La science, c’est un ordre de phénomènes envisagés par le côté de leurs répétitions. Ce qui ne veut pas dire que différencier ne soit pas un des procédés essentiels de l’esprit scientifique. Différencier aussi bien qu’assimiler, c’est faire œuvre de science ; mais ce n’est qu’autant que la chose qu’on discerne est un type tiré dans la nature à un certain nombre d’exemplaires et susceptible même d’une édition indéfinie. Tel est un type spécifique qu’on découvre, qu’on caractérise nettement, mais qui, s’il était jugé être le privilège d’un individu unique et ne pouvoir être transmis à sa postérité, n’aurait point à intéresser le savant, si ce n’est à titre de curiosité tératologique.
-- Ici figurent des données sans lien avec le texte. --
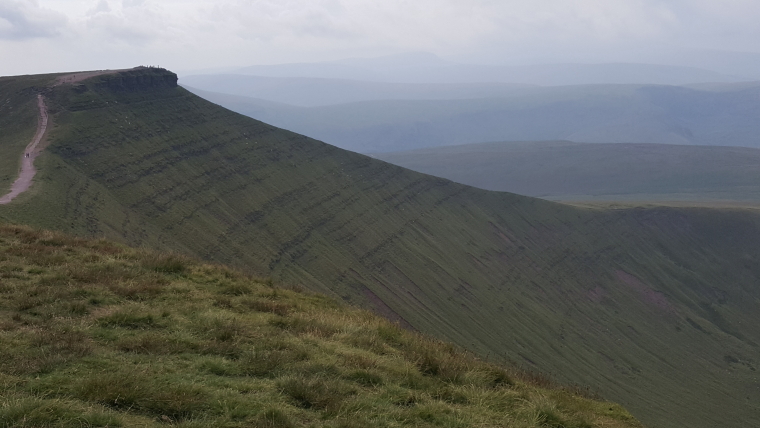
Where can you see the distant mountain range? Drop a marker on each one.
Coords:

Répétition signifie production conservatrice, causation simple et élémentaire sans nulle création, car l’effet, élémentairement, reproduit la cause, comme le montre la transmission du mouvement d’un corps à un autre ou la communication de la vie d’un être vivant au bourgeon ne de lui. Mais ce n’est pas seulement la reproduction, c’est la destruction des phénomènes qui importe à la science. Aussi la science, à quelque région de la réalité qu’elle s’applique, doit-elle y rechercher, en second lieu, les oppositions qui s’y trouvent et qui lui sont propres : elle s’attachera donc à l’équilibre des forces et à la symétrie des formes, aux luttes des organismes vivants, aux combats de tous les êtres.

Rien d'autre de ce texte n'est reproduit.